11.08.2020 – 50. Todestag von Bernd Alois Zimmermann
Stand: 11.08.2020, 12:25 Uhr
In Königsdorf lebte er und liegt begraben, 12km vom Kölner Dom entfernt (neben seiner Frau und seiner gleich nach der Geburt gestorbenen Tochter Barbara), einer der größten Komponisten der musikalischen Avantgarde: Bernd Alois Zimmermann. Am 10. August 2020 vor 50 Jahren ging er in den Freitod.
„Ich bin hinter dicken Glaswänden. Ich kann euch alle sehen, aber ich habe keine Verbindung“, sagte er. Eine akute Depression würde man heute sagen. Dazu kamen eine schwere Hautkrankheit aufgrund einer Kampfmittelvergiftung im Zweiten Weltkrieg und ein Augenleiden, das ihn mit Blindheit bedrohte.

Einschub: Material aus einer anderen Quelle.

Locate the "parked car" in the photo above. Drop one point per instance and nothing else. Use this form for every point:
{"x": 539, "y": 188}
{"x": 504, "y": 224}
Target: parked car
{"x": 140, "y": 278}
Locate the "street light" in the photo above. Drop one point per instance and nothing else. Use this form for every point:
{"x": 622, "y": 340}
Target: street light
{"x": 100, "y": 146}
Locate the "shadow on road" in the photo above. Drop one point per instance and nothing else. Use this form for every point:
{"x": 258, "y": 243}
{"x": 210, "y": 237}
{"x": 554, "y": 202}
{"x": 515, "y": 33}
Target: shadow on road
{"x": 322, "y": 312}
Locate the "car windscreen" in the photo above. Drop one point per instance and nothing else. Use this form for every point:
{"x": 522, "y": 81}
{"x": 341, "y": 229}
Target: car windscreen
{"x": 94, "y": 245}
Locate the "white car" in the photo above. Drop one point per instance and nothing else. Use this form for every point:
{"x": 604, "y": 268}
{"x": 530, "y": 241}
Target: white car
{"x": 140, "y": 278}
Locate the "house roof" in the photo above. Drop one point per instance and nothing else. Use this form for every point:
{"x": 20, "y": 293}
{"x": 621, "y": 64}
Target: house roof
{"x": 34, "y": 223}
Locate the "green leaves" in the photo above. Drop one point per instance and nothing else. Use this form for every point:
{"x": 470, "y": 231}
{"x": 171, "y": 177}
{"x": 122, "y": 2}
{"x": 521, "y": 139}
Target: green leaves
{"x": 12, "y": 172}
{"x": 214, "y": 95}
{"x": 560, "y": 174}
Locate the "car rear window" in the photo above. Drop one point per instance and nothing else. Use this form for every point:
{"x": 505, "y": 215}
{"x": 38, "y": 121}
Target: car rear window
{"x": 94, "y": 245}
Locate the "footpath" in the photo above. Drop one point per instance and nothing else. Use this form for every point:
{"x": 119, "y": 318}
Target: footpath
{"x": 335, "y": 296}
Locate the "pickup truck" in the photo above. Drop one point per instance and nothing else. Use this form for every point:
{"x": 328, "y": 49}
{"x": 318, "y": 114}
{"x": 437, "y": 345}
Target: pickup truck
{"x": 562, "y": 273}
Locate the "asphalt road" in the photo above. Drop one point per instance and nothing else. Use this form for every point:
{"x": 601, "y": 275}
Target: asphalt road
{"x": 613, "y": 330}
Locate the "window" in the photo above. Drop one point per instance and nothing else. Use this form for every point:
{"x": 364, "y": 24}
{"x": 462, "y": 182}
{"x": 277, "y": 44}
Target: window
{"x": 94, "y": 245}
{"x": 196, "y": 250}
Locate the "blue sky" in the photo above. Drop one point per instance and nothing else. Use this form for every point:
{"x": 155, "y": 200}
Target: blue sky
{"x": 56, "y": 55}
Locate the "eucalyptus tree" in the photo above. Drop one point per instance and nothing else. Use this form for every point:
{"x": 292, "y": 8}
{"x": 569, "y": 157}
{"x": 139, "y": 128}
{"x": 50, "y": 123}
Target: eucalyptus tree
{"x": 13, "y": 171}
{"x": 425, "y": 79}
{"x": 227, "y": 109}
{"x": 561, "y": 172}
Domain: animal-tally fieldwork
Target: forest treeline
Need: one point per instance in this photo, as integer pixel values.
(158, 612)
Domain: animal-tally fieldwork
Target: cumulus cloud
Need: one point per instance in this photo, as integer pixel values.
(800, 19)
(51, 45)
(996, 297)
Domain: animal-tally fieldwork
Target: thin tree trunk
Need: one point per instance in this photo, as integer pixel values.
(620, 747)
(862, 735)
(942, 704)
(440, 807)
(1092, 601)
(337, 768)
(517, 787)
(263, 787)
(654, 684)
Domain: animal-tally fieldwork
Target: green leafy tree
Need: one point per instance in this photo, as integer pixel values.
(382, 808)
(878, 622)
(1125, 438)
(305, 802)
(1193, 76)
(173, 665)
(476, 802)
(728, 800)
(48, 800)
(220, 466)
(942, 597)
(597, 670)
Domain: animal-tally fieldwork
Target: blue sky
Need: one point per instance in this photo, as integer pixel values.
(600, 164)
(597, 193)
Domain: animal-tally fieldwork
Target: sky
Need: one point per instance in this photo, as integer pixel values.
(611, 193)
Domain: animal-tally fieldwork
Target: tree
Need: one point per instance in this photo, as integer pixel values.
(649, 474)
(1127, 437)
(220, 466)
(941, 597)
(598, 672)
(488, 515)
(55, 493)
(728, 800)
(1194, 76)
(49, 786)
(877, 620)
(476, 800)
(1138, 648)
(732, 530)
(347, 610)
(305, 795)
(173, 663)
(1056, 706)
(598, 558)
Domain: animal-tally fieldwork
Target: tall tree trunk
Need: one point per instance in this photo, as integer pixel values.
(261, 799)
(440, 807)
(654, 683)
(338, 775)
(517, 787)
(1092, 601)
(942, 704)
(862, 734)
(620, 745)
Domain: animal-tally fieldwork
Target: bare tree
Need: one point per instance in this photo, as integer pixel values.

Bernd Alois Zimmermann war in seiner Art zu Komponieren ein Wanderer. Das serielle Komponieren, das nach dem Krieg in der Avantgarde den Ton angab, stand ihm genauso zur Verfügung wie neoklassizistische Anleihen. Auch scheute er sich nicht, Gebrauchsmusiken für den Rundfunk zu komponieren. Sein Opus summum aber ist die Oper „Die Soldaten“, heute ein Klassiker des modernen Musiktheaters, das als unspielbar galt, bis sich der Dirigent Michael Gielen 1965 beherzt der Sache annahm und es beim WDR aufnahm.
An der 50. Wiederkehr seines Todestages trafen sich in Königsdorf an seinem Grab – coronabedingt - eine kleine Schar, einberufen von der Bernd-Alois-Zimmermann-Gesellschaft und ihres Vorstandsmitglieds Dr. Ralph Paland, der sehr nachdrücklich das Ethos von Zimmermanns Komponieren in Erinnerung rief: Komponisten seien Protokollanten einer desorganisierten Welt. Zuvor las Zimmermanns Tochter Bettina aus der Hausbibel des Komponisten aus dem dritten Kapitel des Buches Kohelet „Alles hat seine Stunde“, damit auf Zimmermanns musikalische Zeitkonzeption anspielend, nach der es kein früher oder später, kein hoch oder tief der Stile geben könne, sondern eine Art zeitgenössische Berichterstatteraufgabe.
Bettina Zimmermann zeigte später diese Bibel, die der Komponist mit vielen Anmerkungen versehen hatte auch für nicht realisierte Projekte versehen hat etwa über die Offenbarung des Johannes.
Der Bratscher Sebastian Gottschick spielte in berührender Weide auf dem Friedhof Bach und Zimmermanns Violasonate, die die Widmung trägt „…an den Gesang eines Engels“ - im Gedenken an die verstorbene Tochter Barbara und in Bezug auf Alban Bergs Violinkonzert. Der Schlussabschnitt mündet in den Weihnachts-Choral „Gelobet seist Du Jesu Christ“.
Das alles war auf dem Königsdorfer Friedhof in fast familiärer Atmosphäre zu erleben unter Anwesenheit auch von Zimmermanns Sohn Wimar und dreier seiner Schüler Harald Banter, York Höller und Georg Kröll, alle mittlerweile im hohen Alter und alle auch dem WDR verbunden, Banter als Redakteur und Bandleader in der Abteilung Unterhaltende Musik und Höller als Leiter des Studios für Elektronische Musik, so als ob sich in diesen Personen noch einmal Zimmermanns weitumspannende Musikanschauung zeigte. Und mit Georg Kröll redete Zimmermann am Telefon wenige Tage vor seinem Tod darüber, ob ein Christenmensch sich umbringen dürfe.
Dass Zimmermann auch als eine Lokalgröße wahrgenommen wird, zeigte die Anwesenheit der Frechener Bürgermeisterin Susanne Stupp (Königsdorf gehört seit den Siebzigerjahren zu Frechen), des stellvertretenden Landrats des Rhein-Erft-Kreises und des Vertreters aus Bliesheim, was aus dem Süden kommende Autofahrer als Autobahnkreuz kurz vor Köln wahrnehmen, wo Zimmermann geboren wurde.
Im Anschluss an die Gedenkstunde sinnierte man darüber, ob Bernd Alois Zimmermann eigentlich rheinischen Dialekt sprach: „Isch wandte misch und sah an alles Unrescht, dat jeschah unter d‘r Sonne“, ob er wohl so den Titel seines letzten Werke gesprochen hätte. Nein, sagte seine Tochter Bettina, nur das rollende Voreifler-R habe er zeitlebends beibehalten.